Abstract

The late 1960s to the mid‐1980s in Britain was a period of intense industrial struggle, with strike levels at their highest since the 1920s. Concerns surrounding trade union power became central to broader anxieties about British “decline” and “crisis.” These issues took a spatial form in conflicts around the nature of the picket line. This paper discusses the picket line in 1970s Britain in the context of recent debates on the geographies of violence, particularly in relation to questions of class and property, and the mutually constitutive temporalities of structural and direct violence. Rather than focusing on the diffuse processes of an abstract capitalism, I argue for greater attention to be paid to class conflict in shaping experiences and epistemologies of violence. This paper therefore places more emphasis on agency in the production of violence than has been prevalent in recent debates in geography. Drawing on extensive archival research, the paper focuses on three key disputes in this period.

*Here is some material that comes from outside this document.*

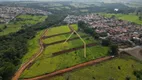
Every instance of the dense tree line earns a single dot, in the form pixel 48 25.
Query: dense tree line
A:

Building on work in labour geography, it explores how the assertive working‐class presence of mass pickets were portrayed as violent through an account of the miners' strike in 1972. It then considers a similar process in relation to flying pickets during the 1972 builders' dispute, emphasising the threat of a politicised working‐class mobility. Finally, the paper considers the coercive state response in the violent policing of the picket line during the 1976–8 Grunwick dispute. The radical right‐wing project of neoliberalism emerged in part as a solution to the perceived threat of the labour movement; critical to its success and consolidation was challenging the “enemy within” of militant trade unionism. These violent class struggles around picketing in the 1970s, I argue, are crucial for understanding the long‐term, structural violence of neoliberalism.